Zacarias Baldi, natural de Minas Gerais, há 12 anos está na Bolívia. Produz soja numa área de 4 mil hectares. Baldi, como outros produtores brasileiros, aguardam posição mais clara do novo governo em relação à política que adotará na gestão de terras. A lei 1715/96, chamada de Lei Inra (sigla para Instituto Nacional de Reforma Agrária), criou um sistema para averiguar a existência ou não de propriedades improdutivas. A idéia, explica Baldi, era a de fazer um novo censo agrário para revalidar títulos de propriedade e tirá-los quando configurado problemas como grilagem e latifúndios osciosos. Mas apenas 25% das áreas agrícolas da Bolívia foram recenseadas.

O temor é que esta seja uma oportunidade de mudança das regras de titularidade. Incluindo-se dispositivos que limitem tamanho de propriedade, o que na Lei Inra não existe.

"Acho que isso deverá ocorrer, mas espero que se alcance consenso na Bolívia para que isso não envolva terras produtivas, como a de muitos brasileiros", disse Nilson Medina, brasileiro e, hoje, um dos maiores plantadores de soja do país. Sozinho tem uma área de 7 mil hectares e acaba de investir US$ 1,5 milhão numa estrutura para preparação e estocagem de sementes de soja.

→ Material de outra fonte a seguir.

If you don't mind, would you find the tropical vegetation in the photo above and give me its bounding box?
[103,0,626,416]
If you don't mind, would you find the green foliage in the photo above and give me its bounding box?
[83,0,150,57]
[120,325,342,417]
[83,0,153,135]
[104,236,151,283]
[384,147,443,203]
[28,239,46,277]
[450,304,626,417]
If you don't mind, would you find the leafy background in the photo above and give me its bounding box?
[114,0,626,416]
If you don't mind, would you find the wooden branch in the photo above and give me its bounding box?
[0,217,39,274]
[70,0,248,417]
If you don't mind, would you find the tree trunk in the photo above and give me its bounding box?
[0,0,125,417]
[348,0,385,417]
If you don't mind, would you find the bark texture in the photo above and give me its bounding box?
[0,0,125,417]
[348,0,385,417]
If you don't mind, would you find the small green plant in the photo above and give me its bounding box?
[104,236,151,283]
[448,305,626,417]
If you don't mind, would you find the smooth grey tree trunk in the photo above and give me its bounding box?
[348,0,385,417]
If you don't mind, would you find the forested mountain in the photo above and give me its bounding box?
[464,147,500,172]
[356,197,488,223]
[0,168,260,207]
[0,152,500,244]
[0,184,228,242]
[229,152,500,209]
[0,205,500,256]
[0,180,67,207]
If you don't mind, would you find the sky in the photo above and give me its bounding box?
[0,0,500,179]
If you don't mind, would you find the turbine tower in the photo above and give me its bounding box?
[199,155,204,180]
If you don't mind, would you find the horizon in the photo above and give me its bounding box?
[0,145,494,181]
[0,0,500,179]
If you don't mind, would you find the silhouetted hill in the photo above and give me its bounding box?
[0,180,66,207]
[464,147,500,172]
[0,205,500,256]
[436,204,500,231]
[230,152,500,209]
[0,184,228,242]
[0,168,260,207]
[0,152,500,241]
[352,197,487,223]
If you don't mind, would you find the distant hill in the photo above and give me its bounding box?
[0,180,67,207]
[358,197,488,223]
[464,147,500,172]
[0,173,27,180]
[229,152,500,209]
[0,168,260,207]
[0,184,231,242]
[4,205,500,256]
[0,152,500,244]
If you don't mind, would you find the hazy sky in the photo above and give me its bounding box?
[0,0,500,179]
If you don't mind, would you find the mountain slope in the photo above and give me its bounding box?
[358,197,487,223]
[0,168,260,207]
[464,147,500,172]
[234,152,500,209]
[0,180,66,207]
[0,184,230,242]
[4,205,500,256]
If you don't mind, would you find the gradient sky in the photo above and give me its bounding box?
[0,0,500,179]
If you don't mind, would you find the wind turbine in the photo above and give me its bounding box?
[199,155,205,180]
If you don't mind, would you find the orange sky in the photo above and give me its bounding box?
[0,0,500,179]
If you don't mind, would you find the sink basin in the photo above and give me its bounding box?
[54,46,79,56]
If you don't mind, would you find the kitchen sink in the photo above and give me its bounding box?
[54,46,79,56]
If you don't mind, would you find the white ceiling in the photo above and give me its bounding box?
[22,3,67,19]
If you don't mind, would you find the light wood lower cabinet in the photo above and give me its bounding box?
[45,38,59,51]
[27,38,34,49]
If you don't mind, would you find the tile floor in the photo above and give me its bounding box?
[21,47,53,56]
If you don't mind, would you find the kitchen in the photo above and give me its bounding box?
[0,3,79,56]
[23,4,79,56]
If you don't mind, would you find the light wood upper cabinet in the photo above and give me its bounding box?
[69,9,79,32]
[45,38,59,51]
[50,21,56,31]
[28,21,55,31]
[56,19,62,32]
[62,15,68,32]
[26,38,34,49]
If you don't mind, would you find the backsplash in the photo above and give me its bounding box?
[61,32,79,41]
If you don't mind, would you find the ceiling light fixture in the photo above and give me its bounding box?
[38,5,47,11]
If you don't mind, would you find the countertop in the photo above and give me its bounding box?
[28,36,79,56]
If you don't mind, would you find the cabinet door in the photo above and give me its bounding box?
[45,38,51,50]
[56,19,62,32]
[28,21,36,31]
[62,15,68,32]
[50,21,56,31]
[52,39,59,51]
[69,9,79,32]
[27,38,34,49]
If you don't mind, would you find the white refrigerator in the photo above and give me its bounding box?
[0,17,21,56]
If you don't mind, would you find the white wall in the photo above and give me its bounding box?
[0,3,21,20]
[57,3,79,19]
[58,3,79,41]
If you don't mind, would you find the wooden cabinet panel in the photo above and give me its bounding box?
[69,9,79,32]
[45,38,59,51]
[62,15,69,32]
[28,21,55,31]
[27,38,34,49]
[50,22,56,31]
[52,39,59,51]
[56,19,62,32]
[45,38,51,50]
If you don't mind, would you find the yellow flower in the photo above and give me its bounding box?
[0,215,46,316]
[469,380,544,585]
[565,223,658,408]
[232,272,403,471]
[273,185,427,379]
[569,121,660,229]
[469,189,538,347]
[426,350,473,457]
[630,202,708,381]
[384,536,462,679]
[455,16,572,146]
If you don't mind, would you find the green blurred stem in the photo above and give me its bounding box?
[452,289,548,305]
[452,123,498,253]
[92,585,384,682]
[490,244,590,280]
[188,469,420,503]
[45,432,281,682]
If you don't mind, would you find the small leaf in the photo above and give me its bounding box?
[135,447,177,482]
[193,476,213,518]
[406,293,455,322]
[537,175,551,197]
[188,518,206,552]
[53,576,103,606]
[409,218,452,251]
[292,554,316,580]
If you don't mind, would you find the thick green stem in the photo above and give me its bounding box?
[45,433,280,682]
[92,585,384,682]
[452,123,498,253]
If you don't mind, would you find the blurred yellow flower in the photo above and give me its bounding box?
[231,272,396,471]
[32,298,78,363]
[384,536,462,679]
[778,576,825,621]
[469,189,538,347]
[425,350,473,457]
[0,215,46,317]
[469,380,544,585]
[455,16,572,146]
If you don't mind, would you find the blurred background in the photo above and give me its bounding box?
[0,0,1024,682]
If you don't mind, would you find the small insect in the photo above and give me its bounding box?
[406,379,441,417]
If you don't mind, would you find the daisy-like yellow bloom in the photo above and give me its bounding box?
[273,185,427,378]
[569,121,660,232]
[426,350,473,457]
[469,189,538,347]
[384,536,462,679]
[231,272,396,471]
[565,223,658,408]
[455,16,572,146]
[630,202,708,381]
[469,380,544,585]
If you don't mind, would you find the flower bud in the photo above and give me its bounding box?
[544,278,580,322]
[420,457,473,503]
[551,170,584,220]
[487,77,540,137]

Medina, e outros brasileiros, já pediram - por intermédio da embaixada brasileira em La Paz - uma intervenção do presidente Luiz Inácio Lula da Silva.

"Dada esta comoção nacional antiestrangeira, tememos por nossas terras e pelo futuro dos brasileiros que trouxeram para cá tecnologia e conhecimento na produção de soja. Isso deu ao país um negócio que ele não tinha", afirma Baldi.

Esta situação começa a influenciar decisões de investimento do setor. A área de 1 milhão de hectares (somados as áreas plantadas no verão e no inverno) está estagnada. A produção também não aumenta.

"Estamos com uma produção estabilizada, sem crescimento. Esta situação de incerteza interrompeu o avanço da cultura", diz o boliviano Carlos Rojas, presidente da Associação de Produtos de Oleaginosas e Trigo (Anapo). "A entidade quer uma posição de segurança jurídica no País. Pela lei atual há. Entretanto, é fundamental que esta seja garantida no futuro. Sem isso não há mais -investimentos", afirma.